Saul Kent is a life extension activist, and co-founder of the Life Extension Foundation, a dietary supplement vendor and promoter of anti-aging research. He is also a pioneer in the practice of cryonics, and is a former board member of the cryonics organization Alcor Life Extension Foundation, which has no connection to the Life Extension Foundation.
Kent became a cryonics activist while a college student, upon hearing Robert Ettinger on a radio show appearance and subsequently reading Ettinger's book The Prospect of Immortality shortly after it was published in 1964. Kent helped form the New York City branch of Evan Cooper's Life Extension Society (LES). Mr. Kent and others became frustrated with LES when Cooper refused to give names and addresses to the New York group of New Yorkers who had contacted Cooper. Deciding to form a new organization, a meeting took place in August 1965 that included Kent, lawyer Curtis Henderson and industrial designer Karl Werner.

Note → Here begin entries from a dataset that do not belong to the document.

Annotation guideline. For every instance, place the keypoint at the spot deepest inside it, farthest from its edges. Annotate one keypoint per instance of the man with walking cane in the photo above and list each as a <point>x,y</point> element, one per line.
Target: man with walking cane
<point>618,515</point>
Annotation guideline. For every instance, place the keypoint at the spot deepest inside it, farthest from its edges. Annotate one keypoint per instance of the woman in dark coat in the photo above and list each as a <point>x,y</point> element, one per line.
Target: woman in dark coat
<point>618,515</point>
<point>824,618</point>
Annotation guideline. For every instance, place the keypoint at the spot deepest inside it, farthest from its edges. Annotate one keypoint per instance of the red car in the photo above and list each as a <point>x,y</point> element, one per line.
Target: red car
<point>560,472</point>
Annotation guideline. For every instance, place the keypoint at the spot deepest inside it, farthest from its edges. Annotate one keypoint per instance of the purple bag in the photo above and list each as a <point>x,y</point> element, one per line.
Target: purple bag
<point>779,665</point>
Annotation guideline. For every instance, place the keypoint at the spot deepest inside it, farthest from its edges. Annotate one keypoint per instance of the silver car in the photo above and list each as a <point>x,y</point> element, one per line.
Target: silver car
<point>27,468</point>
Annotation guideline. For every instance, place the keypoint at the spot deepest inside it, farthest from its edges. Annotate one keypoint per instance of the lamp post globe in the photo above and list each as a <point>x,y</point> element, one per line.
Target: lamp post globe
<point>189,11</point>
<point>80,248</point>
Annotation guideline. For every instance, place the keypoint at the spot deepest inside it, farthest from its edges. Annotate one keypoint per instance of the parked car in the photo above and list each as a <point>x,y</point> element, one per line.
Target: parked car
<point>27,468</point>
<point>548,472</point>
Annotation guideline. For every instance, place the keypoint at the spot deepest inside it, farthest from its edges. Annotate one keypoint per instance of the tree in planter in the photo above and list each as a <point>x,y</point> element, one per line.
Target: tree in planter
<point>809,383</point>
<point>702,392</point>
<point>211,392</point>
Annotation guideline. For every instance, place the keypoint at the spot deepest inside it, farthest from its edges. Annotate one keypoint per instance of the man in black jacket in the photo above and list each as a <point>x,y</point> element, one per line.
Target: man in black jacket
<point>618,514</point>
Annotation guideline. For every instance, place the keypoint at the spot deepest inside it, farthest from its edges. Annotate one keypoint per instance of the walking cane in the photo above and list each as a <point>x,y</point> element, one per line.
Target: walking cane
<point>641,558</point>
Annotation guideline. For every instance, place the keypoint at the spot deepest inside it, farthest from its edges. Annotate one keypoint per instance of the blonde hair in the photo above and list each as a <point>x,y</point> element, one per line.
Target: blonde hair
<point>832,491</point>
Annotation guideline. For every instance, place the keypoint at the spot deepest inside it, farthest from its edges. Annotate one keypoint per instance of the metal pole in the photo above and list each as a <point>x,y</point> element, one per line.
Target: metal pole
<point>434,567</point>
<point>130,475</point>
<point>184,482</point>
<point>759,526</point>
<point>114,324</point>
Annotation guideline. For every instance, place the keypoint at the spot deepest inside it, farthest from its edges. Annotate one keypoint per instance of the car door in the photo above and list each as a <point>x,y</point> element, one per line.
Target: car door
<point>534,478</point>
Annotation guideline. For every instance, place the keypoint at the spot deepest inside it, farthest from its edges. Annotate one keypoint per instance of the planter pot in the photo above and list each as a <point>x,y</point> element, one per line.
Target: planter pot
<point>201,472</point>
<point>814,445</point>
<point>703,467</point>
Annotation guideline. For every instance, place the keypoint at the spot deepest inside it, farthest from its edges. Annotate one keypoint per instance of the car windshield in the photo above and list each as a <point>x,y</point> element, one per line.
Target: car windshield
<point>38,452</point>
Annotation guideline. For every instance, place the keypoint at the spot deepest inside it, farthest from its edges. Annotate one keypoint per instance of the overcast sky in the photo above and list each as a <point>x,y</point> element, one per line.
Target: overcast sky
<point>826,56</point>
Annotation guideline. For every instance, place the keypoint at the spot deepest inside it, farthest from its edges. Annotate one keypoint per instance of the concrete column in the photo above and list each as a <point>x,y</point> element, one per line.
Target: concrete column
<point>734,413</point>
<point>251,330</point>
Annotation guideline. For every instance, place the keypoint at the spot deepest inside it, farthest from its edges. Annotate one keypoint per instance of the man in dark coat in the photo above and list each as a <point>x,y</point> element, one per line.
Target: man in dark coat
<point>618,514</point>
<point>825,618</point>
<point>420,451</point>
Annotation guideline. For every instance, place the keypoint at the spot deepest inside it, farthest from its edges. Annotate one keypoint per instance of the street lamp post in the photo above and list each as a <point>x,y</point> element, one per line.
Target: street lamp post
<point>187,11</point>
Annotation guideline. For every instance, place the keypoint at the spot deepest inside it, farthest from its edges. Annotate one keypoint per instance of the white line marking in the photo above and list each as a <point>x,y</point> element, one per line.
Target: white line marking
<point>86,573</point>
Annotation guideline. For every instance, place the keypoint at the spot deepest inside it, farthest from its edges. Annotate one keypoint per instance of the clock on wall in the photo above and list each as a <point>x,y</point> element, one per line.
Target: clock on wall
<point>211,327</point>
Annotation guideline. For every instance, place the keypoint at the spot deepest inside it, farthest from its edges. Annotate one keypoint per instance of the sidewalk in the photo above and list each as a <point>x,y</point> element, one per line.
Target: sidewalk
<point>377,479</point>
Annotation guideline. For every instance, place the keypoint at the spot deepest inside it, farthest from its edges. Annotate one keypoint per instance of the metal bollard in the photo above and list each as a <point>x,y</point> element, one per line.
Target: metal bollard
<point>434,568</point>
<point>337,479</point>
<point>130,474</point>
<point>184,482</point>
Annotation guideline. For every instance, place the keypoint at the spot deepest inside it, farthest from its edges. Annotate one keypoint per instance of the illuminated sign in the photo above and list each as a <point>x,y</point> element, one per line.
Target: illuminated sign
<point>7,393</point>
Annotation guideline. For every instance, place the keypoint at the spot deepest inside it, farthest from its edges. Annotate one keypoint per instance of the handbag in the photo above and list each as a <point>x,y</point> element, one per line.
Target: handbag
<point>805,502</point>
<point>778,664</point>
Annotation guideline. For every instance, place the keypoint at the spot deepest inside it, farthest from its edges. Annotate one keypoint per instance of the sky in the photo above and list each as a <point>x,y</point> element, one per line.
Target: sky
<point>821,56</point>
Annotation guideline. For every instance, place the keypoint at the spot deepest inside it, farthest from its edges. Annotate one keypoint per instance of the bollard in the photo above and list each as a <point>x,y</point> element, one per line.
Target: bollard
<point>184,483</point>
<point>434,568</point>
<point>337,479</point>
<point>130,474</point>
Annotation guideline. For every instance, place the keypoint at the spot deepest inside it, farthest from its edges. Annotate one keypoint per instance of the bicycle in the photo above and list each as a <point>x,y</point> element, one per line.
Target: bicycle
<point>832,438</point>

At the meeting, Karl Werner coined the word "cryonics", and the new organization was called the Cryonics Society of New York (CSNY). In 1966, CSNY began publishing Cryonics Reports magazine, with Saul Kent as its editor.
From the mid-1960s to 1980, Saul Kent wrote articles and books, directed conferences, and was interviewed by the media about the possibility of extending the healthy human lifespan and the scientific research that supports this possibility. During that period, he had two books published: Future Sex and The Life-Extension Revolution. His third book, Your Personal Life Extension Program, was published in 1985.
In 1980, Kent started the Life Extension Foundation, a membership organization that claims to inform people about the latest advances in the life extension sciences, sell dietary supplements, and fund life extension research by offering grants to scientists in universities and by supporting startup biotech companies.